The Job Creators Network, a pro-small business group, has rented a billboard in New York City’s fabled Times Square. The billboard, which blares “Thanks For Nothing, AOC!,” derides the congresswoman for $12 billion in lost economic activity, and directs the public to the website ThanksAOC.com. A hashtag at the bottom of the billboard sets the terms of the debate: #SocialismTakesCapitalismCreates.
“The self-described democratic socialist needs to understand that socialism takes and capitalism creates,” said Job Creators Network President and CEO Alfredo Ortiz. “In the case of Amazon and New York, Rep.
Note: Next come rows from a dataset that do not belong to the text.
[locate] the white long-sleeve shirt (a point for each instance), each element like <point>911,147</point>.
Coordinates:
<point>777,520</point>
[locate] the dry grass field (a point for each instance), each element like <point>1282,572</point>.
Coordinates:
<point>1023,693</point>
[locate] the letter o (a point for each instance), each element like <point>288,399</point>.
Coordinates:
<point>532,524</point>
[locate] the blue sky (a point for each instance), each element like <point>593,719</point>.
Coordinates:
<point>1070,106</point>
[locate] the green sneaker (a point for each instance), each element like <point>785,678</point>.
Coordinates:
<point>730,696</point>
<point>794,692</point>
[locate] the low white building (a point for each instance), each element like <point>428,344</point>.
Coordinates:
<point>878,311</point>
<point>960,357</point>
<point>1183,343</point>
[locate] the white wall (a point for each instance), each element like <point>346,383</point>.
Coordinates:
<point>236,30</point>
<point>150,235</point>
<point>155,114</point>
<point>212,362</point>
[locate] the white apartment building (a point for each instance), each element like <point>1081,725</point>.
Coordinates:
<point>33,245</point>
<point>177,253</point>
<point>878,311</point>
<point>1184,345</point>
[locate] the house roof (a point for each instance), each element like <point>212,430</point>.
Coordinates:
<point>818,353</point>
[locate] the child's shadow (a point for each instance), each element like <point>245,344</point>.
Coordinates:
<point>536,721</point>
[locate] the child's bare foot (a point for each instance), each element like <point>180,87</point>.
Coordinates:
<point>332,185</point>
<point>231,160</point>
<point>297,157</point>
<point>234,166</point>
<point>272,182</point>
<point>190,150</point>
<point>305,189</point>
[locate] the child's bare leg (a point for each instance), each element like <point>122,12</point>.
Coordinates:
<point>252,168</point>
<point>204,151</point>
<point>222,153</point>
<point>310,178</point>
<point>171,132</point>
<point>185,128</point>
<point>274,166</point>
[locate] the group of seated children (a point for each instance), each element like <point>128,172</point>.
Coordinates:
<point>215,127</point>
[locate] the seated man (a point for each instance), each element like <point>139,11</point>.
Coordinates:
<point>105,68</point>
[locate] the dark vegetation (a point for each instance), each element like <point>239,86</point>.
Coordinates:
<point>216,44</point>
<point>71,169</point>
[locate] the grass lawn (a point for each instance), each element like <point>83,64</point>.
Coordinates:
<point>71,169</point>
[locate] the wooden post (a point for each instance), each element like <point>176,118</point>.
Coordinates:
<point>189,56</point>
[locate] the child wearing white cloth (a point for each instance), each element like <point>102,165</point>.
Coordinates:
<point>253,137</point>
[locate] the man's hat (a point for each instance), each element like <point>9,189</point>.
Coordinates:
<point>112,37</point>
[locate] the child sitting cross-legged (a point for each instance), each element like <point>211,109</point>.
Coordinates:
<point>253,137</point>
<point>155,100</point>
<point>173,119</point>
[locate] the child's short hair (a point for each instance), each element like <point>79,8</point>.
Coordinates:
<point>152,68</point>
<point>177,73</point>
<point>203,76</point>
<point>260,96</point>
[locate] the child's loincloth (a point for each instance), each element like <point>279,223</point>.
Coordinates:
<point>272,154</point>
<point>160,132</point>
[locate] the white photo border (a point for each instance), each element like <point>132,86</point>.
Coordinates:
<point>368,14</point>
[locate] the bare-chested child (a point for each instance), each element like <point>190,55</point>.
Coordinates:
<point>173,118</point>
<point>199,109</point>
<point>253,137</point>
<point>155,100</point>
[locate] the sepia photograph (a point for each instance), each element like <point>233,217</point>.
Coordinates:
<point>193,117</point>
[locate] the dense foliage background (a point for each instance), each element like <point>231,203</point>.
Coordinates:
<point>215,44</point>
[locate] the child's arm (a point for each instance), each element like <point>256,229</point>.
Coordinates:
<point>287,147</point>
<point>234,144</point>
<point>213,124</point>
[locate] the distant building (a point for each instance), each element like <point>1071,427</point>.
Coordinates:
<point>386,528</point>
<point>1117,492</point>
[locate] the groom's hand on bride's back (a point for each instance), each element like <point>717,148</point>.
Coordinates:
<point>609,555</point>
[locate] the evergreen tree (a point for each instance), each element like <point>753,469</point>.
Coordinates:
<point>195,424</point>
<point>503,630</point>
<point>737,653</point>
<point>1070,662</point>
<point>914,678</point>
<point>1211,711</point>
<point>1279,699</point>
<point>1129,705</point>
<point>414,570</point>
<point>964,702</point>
Cortez and her friends took billions of dollars of opportunity away from the New York community.”
A request for comment sent to Ocasio-Cortez’s press office was not answered.
The billboard’s theatrics are worthy of Broadway. But the underlying message is dead serious. The large-scale social programs promoted by politicians like Ocasio-Cortez come with a hefty price tag. New York’s notoriously unfriendly tax climate is tied to a mass-migration out of the Empire State, which also places below the national average in job growth. And this doesn’t just apply to the hinterlands of upstate New York. The five boroughs of New York City are experiencing an accelerating negative net migration.
What the people behind Job Creators Network know, and what politicians on the left need to come to terms with, is that sometimes the best way to lure businesses is to create small pockets of freedom from the restrictive climate they have created. Here was a prime opportunity to bring in a high-wage company to help to underwrite New York’s fiscal needs, and peddlers of Ocasio-Cortez’s new brand of American economics pushed them away. As Seth Barron of City Journal aptly argued, the far left is preserving stagnation and calling it progress.
For now, a billboard stands in Times Square reminding AOC and those like her that ideas have consequences. And price tags.
Bill Zeiser is the editor of RealClearPolicy.